The attack — one of a growing number targeting Chinese nationals working abroad in Asia and Africa — was a sign of the growing challenges China faces as it pours money into the developing world to expand its influence, according to the report.
China has worked to portray itself as a good partner to the countries where it spends the money, in an effort to stand out from the Western powers.
However, as its global reach expands, China is increasingly grappling with the consequences of projecting power around the world, including corruption, domestic discontent, political instability and violence.
Chinese experts say Beijing accepts a degree of security risk in pursuing its Belt and Road programme, and is committed to working with partner governments, such as in Pakistan, to mitigate threats to Chinese personnel and assets.
According to the newspaper, China chose Pakistan, one of its closest allies, with deep military ties and a common rival to India, as a showcase for its investments in developing countries. Beijing has spent about $25 billion there on roads, power plants and the port.
This month, Pakistani Prime Minister Shehbaz Sharif met his Chinese counterpart Xi Jingping on his first trip to Beijing since taking office in April. The two leaders have committed themselves to the partnership between their countries.
Pakistani officials said that Islamabad had told Beijing that it could import armored vehicles for protection and that Pakistan would increase its security in some Chinese projects.
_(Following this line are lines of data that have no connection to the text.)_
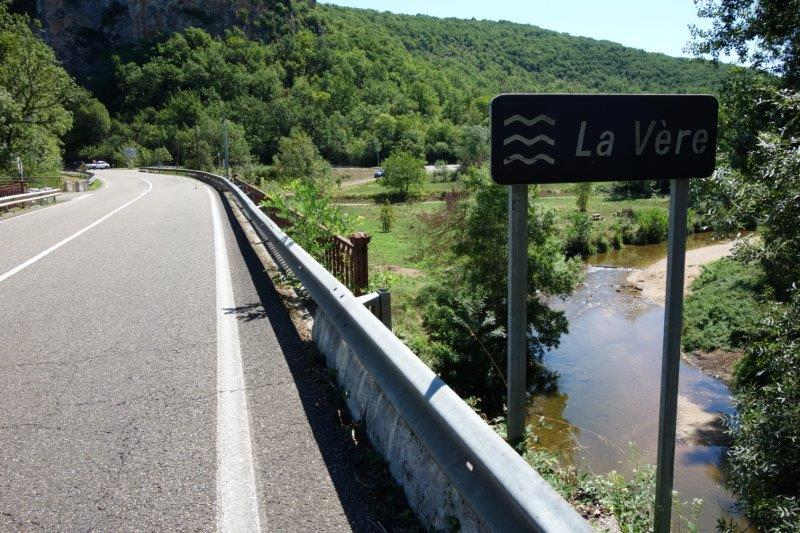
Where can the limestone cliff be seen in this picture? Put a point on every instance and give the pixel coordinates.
(83, 32)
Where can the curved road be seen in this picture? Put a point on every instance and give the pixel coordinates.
(149, 381)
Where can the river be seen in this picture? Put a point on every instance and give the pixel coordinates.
(605, 414)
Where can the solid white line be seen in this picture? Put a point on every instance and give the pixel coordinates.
(237, 502)
(58, 245)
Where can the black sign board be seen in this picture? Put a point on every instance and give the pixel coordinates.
(546, 138)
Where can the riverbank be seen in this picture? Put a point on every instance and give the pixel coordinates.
(651, 283)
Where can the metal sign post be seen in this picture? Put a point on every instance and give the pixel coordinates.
(227, 165)
(517, 310)
(551, 138)
(671, 358)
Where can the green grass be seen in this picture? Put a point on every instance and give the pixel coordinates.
(726, 304)
(374, 192)
(55, 181)
(599, 204)
(402, 246)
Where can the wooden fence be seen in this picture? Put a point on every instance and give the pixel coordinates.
(345, 257)
(12, 187)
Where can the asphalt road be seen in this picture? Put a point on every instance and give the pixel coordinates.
(150, 379)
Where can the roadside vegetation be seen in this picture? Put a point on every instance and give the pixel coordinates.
(329, 85)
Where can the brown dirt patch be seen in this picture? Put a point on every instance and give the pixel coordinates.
(404, 271)
(719, 363)
(652, 280)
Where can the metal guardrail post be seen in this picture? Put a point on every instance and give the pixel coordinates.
(492, 478)
(360, 264)
(385, 306)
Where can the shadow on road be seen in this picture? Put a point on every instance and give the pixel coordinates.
(371, 501)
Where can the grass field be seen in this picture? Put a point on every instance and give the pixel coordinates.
(375, 192)
(397, 258)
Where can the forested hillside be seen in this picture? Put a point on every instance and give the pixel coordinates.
(361, 83)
The newspaper says that Pakistan is in the midst of a political clash between the current government and its recently ousted Prime Minister Imran Khan. The country is facing 25% inflation, as well as devastating floods. China’s investment in Pakistan was supposed to lay the foundation for an economic take-off, according to both countries, but it did not work, according to the report.
Prime Minister Sharif pledged to resume China’s Belt and Road programme, which was halted during the era of his predecessor. Khan’s ministers questioned the value of energy projects for money and whether bribes were paid to build roads – accusations Beijing angrily denied.
The paper reports that many insurgents in Pakistan see Beijing as working side by side with the government they are fighting.